Authenticated cloud access
lynker_spatial_auth() provisions (or refreshes) an
OAuth2 token and wires it into the libraries you name. With GDAL
configured, any as_ogr() / sf::read_sf() call
can read directly from cloud storage via a GDAL virtual file system;
with DuckDB configured, the bearer token is attached as a secret.
# Interactive browser flow; sets GDAL_HTTP_BEARER for the session
token <- lynker_spatial_auth(libs = "gdal")
as_ogr("/vsis3/lynker-spatial/hydrofabric/v2.2/conus/conus_nextgen.gpkg",
"divides")
# DuckDB over HTTP, with the token attached to the connection
con <- duckdb_connection(extensions = "httpfs")
tbl_http("https://lynker-spatial.s3.amazonaws.com/v20.1/flowpaths.parquet",
conn = con)Dataset versioning & provenance
gpkg_set_version() stamps a dataset version into the
standard GeoPackage metadata tables — distinct from the GeoPackage
specification version in PRAGMA user_version,
which is left untouched. It records a machine-readable packed integer
(Mmmpp), a human-readable semver string, an optional SPDX
license, and an optional JSON provenance record. It is idempotent:
re-stamping replaces prior entries rather than accumulating
duplicates.
library(sf)
#> Linking to GEOS 3.12.1, GDAL 3.8.4, PROJ 9.4.0; sf_use_s2() is TRUE
f <- tempfile(fileext = ".gpkg")
nc <- st_read(system.file("shape/nc.shp", package = "sf"), quiet = TRUE)[1:2, ]

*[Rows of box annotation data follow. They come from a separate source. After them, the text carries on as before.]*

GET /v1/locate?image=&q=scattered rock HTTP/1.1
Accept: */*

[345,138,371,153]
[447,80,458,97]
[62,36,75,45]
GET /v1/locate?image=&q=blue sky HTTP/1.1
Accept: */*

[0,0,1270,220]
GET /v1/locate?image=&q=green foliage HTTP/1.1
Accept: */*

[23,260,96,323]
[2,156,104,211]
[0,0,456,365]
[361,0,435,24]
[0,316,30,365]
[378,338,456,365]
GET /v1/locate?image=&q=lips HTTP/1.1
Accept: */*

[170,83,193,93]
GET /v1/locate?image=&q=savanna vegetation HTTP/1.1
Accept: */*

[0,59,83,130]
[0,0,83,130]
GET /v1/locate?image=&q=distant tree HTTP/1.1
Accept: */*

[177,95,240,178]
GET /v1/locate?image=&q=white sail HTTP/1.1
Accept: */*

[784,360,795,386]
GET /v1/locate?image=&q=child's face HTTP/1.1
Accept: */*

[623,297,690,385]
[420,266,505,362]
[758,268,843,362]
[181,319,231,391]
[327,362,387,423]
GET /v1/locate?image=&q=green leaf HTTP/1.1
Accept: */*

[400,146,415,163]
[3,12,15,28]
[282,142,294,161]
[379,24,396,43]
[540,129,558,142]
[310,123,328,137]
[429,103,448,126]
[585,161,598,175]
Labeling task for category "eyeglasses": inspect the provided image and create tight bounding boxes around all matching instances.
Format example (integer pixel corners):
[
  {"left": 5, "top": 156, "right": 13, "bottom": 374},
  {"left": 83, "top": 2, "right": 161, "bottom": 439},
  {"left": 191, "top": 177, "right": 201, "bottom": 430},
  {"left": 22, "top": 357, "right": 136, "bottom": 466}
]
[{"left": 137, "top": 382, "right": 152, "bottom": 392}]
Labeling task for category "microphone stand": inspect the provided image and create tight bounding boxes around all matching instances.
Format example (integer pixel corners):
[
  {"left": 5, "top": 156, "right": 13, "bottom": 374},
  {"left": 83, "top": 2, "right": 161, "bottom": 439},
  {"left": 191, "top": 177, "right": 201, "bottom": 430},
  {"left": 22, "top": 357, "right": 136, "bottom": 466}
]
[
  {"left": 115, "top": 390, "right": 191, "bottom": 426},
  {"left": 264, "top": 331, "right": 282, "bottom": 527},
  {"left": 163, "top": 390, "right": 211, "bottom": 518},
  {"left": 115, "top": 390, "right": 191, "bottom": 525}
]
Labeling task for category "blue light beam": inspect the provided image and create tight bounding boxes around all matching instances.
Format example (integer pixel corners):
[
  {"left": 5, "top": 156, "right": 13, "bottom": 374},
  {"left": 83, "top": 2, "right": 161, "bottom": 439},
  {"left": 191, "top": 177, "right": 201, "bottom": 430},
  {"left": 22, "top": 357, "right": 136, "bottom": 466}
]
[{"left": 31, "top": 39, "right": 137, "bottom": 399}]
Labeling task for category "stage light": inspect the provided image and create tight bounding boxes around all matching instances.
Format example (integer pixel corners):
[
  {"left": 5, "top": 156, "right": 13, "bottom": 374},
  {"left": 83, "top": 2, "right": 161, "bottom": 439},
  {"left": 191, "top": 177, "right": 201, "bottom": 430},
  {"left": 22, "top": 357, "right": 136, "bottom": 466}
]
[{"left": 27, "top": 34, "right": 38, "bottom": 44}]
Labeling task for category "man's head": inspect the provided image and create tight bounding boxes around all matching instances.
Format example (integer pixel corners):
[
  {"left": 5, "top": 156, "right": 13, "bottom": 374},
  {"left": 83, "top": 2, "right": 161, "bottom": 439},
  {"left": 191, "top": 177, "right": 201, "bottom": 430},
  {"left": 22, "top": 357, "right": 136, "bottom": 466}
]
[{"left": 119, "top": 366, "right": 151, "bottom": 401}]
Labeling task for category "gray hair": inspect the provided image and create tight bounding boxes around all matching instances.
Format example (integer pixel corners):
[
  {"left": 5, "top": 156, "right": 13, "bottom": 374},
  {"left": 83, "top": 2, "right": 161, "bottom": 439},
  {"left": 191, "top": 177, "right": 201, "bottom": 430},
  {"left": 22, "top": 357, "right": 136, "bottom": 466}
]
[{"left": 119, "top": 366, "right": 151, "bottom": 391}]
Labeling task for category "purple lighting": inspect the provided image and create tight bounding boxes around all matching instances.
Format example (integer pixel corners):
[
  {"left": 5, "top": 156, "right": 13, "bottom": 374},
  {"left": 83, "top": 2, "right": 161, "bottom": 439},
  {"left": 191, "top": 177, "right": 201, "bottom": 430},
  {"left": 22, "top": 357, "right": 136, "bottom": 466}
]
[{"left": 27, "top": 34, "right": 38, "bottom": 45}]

st_write(nc, f, "divides", quiet = TRUE)
gpkg_set_version(
f, "2.2.0",
provenance = list(software = "hydrofabric", vpuid = "09"),
license = "ODbL-1.0"
)
str(gpkg_get_version(f))
#> List of 4
#> $ version : chr "2.2.0"
#> $ int_version: int 20200
#> $ license : chr "ODbL-1.0"
#> $ provenance :List of 2
#> ..$ software: chr "hydrofabric"
#> ..$ vpuid : chr "09"int_version (20200 here) is the value GDAL
surfaces as GPKG_METADATA_ITEM_1, convenient for machine
comparison across releases.
Staged invariant checks
hf_check_invariants() is the shared QA gate used at each
stage of the build pipeline. Calling it between steps means a
silent failure (a duplicate id, a dangling toid, an orphan
divide, a raster ring artifact) halts the run at the step that created
it — not 200 lines later during visual inspection.
It supports four stages — "refactored",
"reconciled", "aggregated", and
"ngen" — each expecting stage-specific inputs. Here is the
topology half of a refactored-stage check on a clean toy
network:
refactored <- data.frame(
flowpath_id = c("101", "102", "103"),
flowpath_toid = c("102", "103", "0")
)
res <- hf_check_invariants("refactored", refactored = refactored)
#> [invariants:refactored] ✓ refactored_unique refactored flowpath_id has 0 duplicate(s)
#> [invariants:refactored] ✓ refactored_topology 0 refactored flowpath_toid values reference nonexistent IDs
res$ok
#> [1] TRUEBy default any failed check throws (strict = TRUE); set
strict = FALSE to downgrade failures to warnings while
still surfacing them. A dangling downstream pointer is caught:
broken <- data.frame(
flowpath_id = c("101", "102"),
flowpath_toid = c("102", "999") # 999 does not exist
)
hf_check_invariants("refactored", refactored = broken)
#> [invariants:refactored] ✓ refactored_unique refactored flowpath_id has 0 duplicate(s)
#> Error:
#> ! [invariants:refactored] ✗ refactored_topology 1 refactored flowpath_toid values reference nonexistent IDsThe aggregated and ngen stages additionally
accept coverage = TRUE to run the (more expensive) check
that each flowpath lies within its assigned catchment.